The losing triplets are (1, black, red), (1, red, black), (2, black, red), and (2, red, black). Thus the probability of a loss is 1/2 * s/(r+s) * (s)/(r+s+1) + 1/2 * r/(r+s) * (r)/(r+s+1) + 1/2 * r/(r+s) * (r)/(r+s+1) + 1/2 * s/(r+s) * (s)/(r+s+1), which simplifies to (r2+s2) / ( (r+s)(r+s+1) ). Substituting s = 45 yields (r2+45) / ( (r+45)(r+46) ).

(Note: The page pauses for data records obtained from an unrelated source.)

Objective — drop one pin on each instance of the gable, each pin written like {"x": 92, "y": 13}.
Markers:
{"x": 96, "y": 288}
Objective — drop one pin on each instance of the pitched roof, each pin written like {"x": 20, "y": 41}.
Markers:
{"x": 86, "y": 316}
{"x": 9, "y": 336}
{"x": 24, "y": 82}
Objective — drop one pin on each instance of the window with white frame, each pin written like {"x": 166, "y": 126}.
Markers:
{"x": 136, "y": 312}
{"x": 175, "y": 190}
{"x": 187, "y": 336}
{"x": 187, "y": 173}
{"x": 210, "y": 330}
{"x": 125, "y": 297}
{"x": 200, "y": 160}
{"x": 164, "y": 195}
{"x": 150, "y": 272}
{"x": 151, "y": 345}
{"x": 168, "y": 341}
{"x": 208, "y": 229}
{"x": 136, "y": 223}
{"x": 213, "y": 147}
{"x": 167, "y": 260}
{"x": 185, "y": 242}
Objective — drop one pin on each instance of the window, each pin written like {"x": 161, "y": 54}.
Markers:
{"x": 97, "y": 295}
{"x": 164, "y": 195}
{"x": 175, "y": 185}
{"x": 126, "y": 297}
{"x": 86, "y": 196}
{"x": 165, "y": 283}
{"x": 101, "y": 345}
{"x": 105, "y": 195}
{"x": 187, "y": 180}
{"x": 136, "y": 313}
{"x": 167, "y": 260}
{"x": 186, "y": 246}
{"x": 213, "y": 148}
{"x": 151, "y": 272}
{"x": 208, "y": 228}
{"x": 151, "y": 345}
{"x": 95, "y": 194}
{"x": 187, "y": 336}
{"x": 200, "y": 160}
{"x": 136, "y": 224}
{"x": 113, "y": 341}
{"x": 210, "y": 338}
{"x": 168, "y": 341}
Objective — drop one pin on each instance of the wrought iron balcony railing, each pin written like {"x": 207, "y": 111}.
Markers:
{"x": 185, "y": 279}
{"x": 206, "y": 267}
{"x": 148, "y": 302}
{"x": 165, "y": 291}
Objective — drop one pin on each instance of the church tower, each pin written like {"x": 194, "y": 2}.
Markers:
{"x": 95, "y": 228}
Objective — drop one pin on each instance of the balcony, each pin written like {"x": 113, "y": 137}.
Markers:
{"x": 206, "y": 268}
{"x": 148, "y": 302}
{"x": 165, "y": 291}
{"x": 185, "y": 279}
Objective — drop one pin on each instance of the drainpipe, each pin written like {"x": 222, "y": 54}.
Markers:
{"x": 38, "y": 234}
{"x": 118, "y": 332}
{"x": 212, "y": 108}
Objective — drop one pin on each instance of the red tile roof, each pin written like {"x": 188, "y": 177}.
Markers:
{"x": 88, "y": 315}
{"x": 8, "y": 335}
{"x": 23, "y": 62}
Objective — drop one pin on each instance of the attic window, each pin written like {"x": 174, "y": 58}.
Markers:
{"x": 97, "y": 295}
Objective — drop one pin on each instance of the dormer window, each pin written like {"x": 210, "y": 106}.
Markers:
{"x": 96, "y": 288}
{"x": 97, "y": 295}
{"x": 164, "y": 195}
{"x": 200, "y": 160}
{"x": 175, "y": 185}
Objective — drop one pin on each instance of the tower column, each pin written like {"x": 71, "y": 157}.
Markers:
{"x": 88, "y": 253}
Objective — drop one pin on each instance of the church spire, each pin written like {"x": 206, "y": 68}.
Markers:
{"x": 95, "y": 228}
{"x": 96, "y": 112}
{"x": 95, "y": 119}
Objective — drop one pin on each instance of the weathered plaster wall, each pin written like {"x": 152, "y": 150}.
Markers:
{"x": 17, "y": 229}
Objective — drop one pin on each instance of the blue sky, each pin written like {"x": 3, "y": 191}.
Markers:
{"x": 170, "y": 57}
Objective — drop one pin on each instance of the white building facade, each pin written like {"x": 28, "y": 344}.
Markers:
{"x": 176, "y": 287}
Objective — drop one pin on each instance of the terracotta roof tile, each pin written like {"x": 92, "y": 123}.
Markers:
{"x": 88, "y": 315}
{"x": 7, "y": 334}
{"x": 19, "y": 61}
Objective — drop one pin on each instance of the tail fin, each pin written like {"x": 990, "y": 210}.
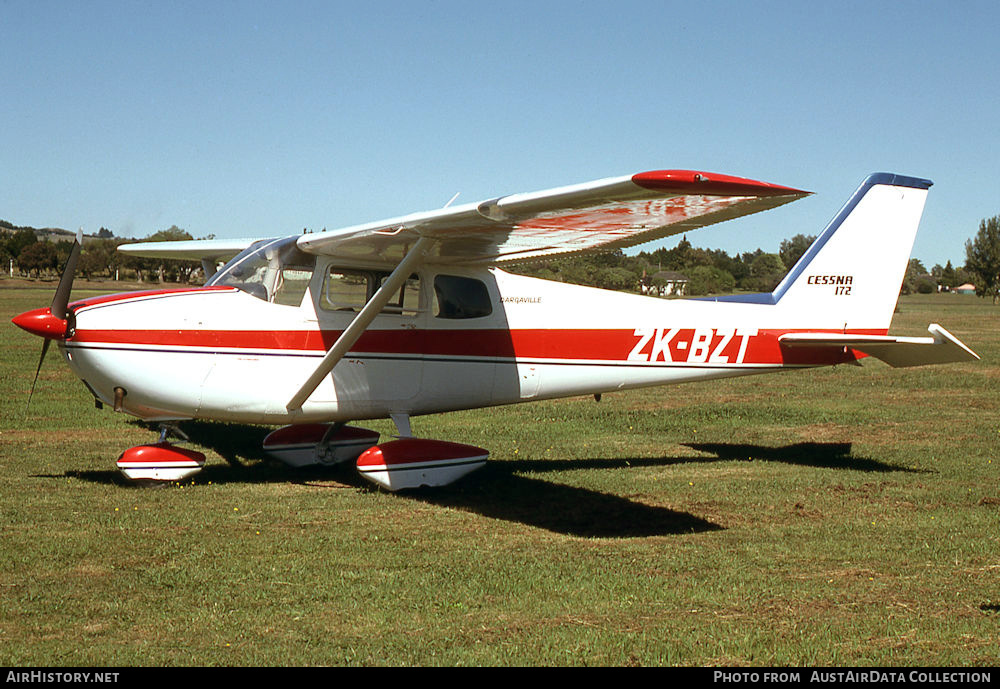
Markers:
{"x": 850, "y": 277}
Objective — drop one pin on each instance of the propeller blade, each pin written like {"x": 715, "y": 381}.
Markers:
{"x": 60, "y": 301}
{"x": 45, "y": 349}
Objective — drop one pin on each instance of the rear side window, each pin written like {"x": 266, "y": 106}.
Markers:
{"x": 460, "y": 297}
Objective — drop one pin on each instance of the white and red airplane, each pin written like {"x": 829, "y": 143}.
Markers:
{"x": 413, "y": 316}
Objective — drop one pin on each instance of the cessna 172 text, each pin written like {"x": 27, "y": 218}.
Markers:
{"x": 414, "y": 316}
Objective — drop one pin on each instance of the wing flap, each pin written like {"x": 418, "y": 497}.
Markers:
{"x": 941, "y": 348}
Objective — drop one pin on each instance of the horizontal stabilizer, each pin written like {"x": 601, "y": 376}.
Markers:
{"x": 942, "y": 348}
{"x": 188, "y": 249}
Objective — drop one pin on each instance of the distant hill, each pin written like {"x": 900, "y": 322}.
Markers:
{"x": 51, "y": 234}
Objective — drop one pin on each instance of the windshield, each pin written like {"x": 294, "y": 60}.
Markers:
{"x": 272, "y": 269}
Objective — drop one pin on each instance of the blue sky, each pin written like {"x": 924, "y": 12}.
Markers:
{"x": 246, "y": 119}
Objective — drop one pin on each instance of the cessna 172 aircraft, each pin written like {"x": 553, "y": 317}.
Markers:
{"x": 413, "y": 315}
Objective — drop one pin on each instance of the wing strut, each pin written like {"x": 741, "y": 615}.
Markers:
{"x": 361, "y": 322}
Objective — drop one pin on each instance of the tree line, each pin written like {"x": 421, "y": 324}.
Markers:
{"x": 99, "y": 257}
{"x": 707, "y": 271}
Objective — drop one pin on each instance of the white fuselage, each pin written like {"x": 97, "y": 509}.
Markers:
{"x": 222, "y": 353}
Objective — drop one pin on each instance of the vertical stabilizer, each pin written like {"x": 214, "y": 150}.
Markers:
{"x": 850, "y": 277}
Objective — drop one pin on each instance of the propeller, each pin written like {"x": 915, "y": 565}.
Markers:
{"x": 53, "y": 323}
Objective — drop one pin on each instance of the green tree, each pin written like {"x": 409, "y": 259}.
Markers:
{"x": 709, "y": 280}
{"x": 38, "y": 257}
{"x": 792, "y": 249}
{"x": 982, "y": 258}
{"x": 766, "y": 272}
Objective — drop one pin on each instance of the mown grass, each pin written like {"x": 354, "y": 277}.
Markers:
{"x": 845, "y": 516}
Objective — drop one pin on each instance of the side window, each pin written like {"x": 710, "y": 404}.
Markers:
{"x": 344, "y": 290}
{"x": 407, "y": 300}
{"x": 460, "y": 297}
{"x": 292, "y": 283}
{"x": 350, "y": 290}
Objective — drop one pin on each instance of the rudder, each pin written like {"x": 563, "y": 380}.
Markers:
{"x": 851, "y": 275}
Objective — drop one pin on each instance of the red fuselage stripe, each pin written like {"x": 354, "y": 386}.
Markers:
{"x": 681, "y": 345}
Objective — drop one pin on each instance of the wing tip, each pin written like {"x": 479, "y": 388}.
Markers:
{"x": 694, "y": 181}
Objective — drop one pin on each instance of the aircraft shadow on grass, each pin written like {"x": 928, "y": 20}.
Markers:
{"x": 501, "y": 491}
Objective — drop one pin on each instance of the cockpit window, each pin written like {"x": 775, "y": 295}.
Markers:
{"x": 460, "y": 297}
{"x": 349, "y": 290}
{"x": 272, "y": 269}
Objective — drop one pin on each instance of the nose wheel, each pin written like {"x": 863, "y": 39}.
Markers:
{"x": 161, "y": 461}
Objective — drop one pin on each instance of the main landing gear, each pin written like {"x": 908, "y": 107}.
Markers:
{"x": 406, "y": 462}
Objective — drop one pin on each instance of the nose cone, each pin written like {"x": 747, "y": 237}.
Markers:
{"x": 41, "y": 322}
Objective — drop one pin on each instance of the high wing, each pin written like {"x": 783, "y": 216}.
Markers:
{"x": 596, "y": 216}
{"x": 603, "y": 215}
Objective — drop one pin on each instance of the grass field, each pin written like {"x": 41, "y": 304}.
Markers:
{"x": 844, "y": 516}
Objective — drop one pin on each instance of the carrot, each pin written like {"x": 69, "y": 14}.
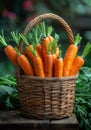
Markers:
{"x": 57, "y": 51}
{"x": 46, "y": 37}
{"x": 36, "y": 40}
{"x": 49, "y": 65}
{"x": 70, "y": 55}
{"x": 9, "y": 50}
{"x": 16, "y": 37}
{"x": 79, "y": 60}
{"x": 29, "y": 48}
{"x": 38, "y": 66}
{"x": 25, "y": 64}
{"x": 58, "y": 67}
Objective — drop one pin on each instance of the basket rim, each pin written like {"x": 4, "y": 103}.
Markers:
{"x": 49, "y": 78}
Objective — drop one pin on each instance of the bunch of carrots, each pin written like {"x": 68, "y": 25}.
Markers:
{"x": 42, "y": 56}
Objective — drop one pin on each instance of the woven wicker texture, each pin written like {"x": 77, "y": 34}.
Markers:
{"x": 51, "y": 98}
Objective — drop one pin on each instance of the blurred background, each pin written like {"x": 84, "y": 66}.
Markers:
{"x": 15, "y": 14}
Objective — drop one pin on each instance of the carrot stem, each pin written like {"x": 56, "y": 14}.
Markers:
{"x": 86, "y": 50}
{"x": 16, "y": 37}
{"x": 77, "y": 39}
{"x": 2, "y": 39}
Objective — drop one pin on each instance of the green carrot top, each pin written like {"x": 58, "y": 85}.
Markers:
{"x": 16, "y": 37}
{"x": 45, "y": 31}
{"x": 77, "y": 39}
{"x": 2, "y": 39}
{"x": 86, "y": 50}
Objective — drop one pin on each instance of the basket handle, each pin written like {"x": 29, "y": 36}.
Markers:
{"x": 39, "y": 18}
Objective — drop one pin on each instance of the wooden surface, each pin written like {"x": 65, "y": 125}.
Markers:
{"x": 13, "y": 120}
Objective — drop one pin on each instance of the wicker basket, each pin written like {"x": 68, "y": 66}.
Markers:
{"x": 46, "y": 98}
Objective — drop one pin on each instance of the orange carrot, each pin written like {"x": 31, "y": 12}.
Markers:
{"x": 25, "y": 65}
{"x": 58, "y": 67}
{"x": 38, "y": 66}
{"x": 11, "y": 54}
{"x": 57, "y": 51}
{"x": 47, "y": 38}
{"x": 49, "y": 65}
{"x": 29, "y": 52}
{"x": 70, "y": 56}
{"x": 29, "y": 48}
{"x": 39, "y": 50}
{"x": 79, "y": 61}
{"x": 9, "y": 50}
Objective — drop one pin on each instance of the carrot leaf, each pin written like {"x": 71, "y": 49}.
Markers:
{"x": 23, "y": 37}
{"x": 86, "y": 50}
{"x": 16, "y": 37}
{"x": 43, "y": 29}
{"x": 2, "y": 39}
{"x": 53, "y": 46}
{"x": 56, "y": 37}
{"x": 60, "y": 54}
{"x": 49, "y": 31}
{"x": 77, "y": 39}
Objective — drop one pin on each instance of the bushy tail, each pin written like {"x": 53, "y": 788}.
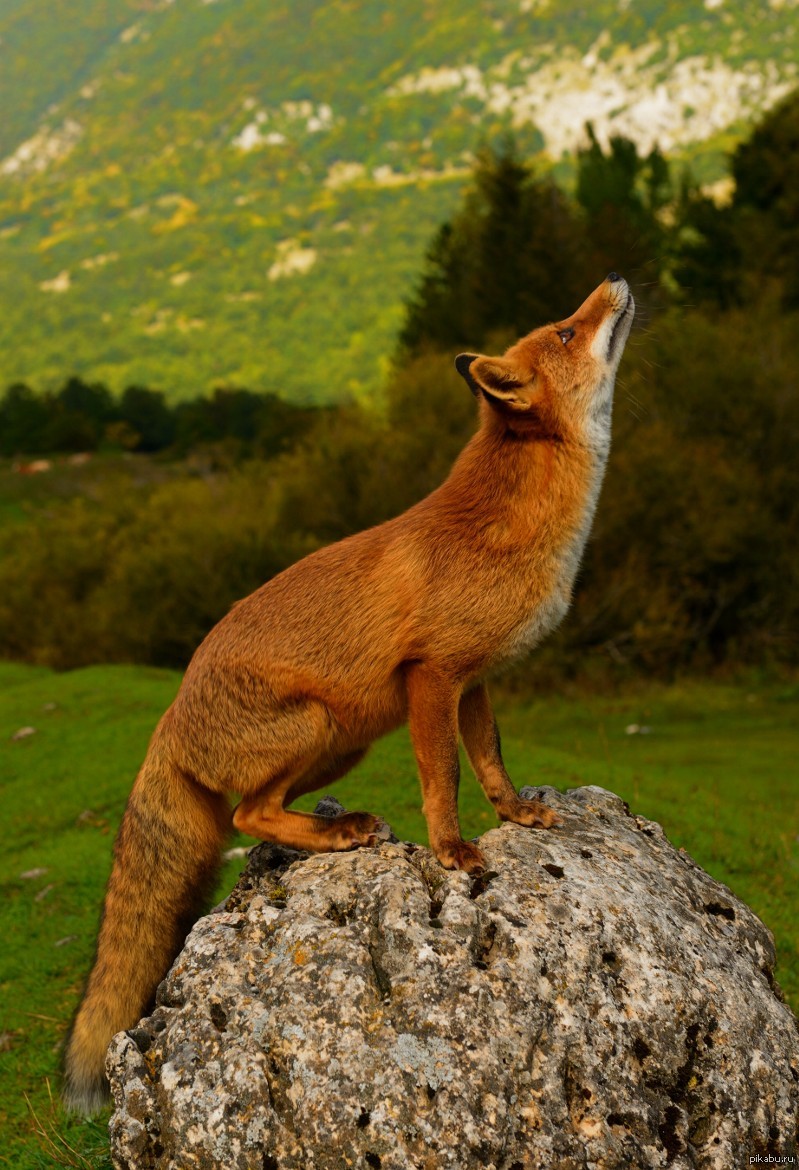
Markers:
{"x": 166, "y": 855}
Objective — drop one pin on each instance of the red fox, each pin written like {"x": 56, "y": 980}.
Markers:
{"x": 400, "y": 623}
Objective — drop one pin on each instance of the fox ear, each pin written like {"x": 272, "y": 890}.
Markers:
{"x": 496, "y": 378}
{"x": 462, "y": 364}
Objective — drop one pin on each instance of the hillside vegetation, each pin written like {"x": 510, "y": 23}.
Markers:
{"x": 693, "y": 564}
{"x": 195, "y": 193}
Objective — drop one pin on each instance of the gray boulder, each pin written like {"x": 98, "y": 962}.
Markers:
{"x": 593, "y": 1000}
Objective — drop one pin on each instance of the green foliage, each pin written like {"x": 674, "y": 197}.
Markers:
{"x": 729, "y": 254}
{"x": 83, "y": 418}
{"x": 693, "y": 564}
{"x": 140, "y": 246}
{"x": 493, "y": 266}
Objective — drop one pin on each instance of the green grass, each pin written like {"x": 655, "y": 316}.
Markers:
{"x": 717, "y": 771}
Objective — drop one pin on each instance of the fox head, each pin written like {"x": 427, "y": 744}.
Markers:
{"x": 559, "y": 378}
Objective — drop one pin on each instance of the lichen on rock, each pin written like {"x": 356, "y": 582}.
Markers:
{"x": 593, "y": 1000}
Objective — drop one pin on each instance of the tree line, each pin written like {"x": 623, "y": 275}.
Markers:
{"x": 694, "y": 559}
{"x": 85, "y": 417}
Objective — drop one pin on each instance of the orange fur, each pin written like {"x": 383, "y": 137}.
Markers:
{"x": 400, "y": 623}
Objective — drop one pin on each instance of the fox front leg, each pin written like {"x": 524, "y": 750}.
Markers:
{"x": 481, "y": 740}
{"x": 433, "y": 721}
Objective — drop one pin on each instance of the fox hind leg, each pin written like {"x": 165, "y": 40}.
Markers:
{"x": 263, "y": 814}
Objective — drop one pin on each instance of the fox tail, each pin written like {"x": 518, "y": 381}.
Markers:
{"x": 165, "y": 859}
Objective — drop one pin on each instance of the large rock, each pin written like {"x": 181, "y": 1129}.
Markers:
{"x": 593, "y": 1000}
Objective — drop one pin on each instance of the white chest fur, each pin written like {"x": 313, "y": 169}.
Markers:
{"x": 560, "y": 568}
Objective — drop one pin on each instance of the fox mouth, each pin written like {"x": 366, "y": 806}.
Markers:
{"x": 624, "y": 318}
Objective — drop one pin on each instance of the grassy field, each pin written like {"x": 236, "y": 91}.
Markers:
{"x": 717, "y": 770}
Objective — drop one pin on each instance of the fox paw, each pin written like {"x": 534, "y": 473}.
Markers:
{"x": 461, "y": 855}
{"x": 357, "y": 828}
{"x": 531, "y": 813}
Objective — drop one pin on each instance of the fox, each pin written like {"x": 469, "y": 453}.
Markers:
{"x": 401, "y": 623}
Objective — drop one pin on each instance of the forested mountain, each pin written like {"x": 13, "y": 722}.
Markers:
{"x": 205, "y": 192}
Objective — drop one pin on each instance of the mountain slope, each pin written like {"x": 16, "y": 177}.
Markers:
{"x": 224, "y": 191}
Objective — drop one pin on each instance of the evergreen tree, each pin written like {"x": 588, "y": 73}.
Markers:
{"x": 511, "y": 259}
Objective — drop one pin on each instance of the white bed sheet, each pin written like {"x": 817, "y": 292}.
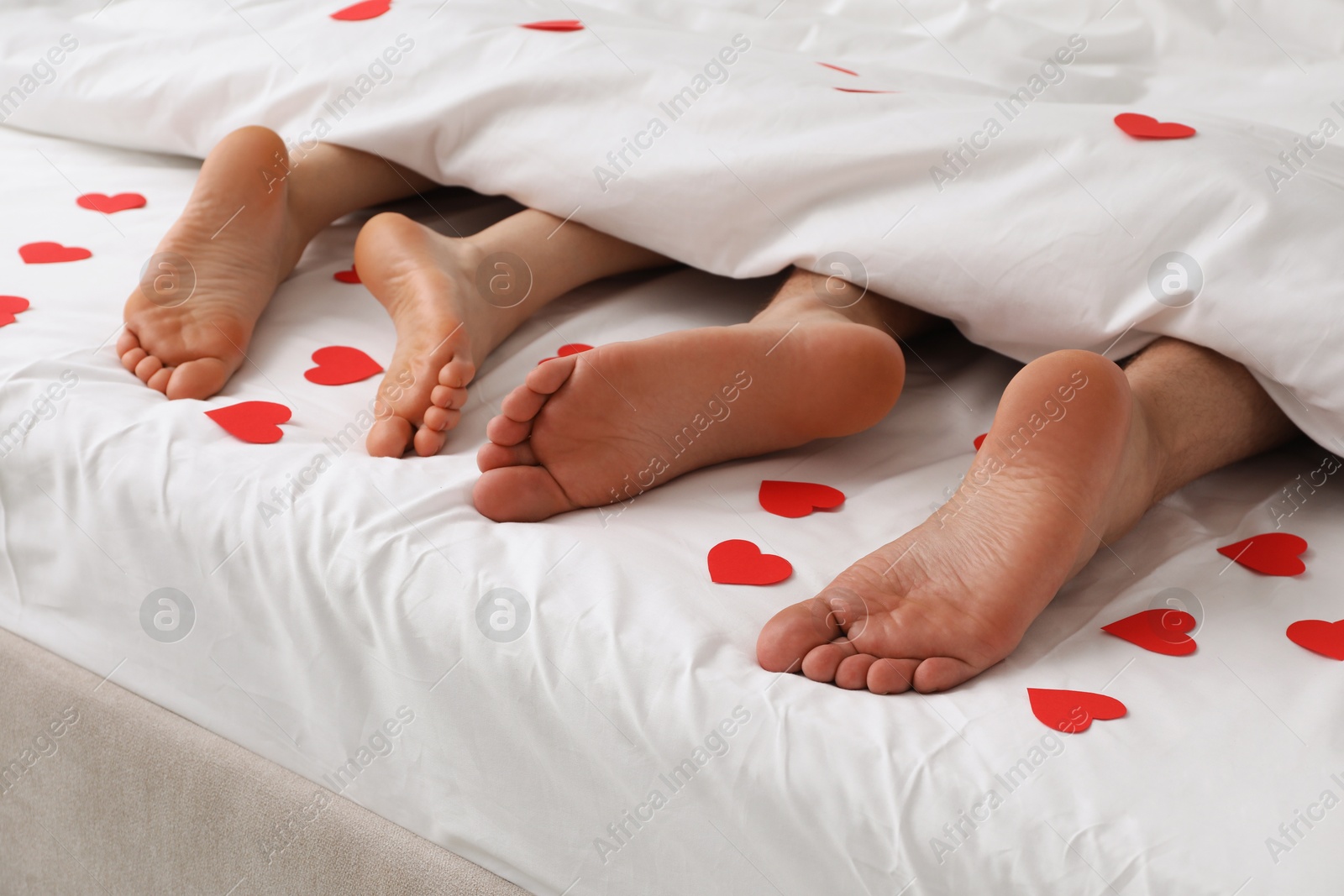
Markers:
{"x": 315, "y": 631}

From the context of the problem statement, we assume that the payoff for a win is the same as the the penalty for a loss. Thus, in order for this game to be fair, the probability of a win must be equal to the probability of a loss. Equating these two yields the following equation:
(91r+45)/( (r+45)(r+46) ) = (r2+45) / ( (r+45)(r+46) )
=> 91r+45 = r^2 + 45
=> r = 91
Therefore, we require r = 91 to make this experiment a fair game. Hope this helps!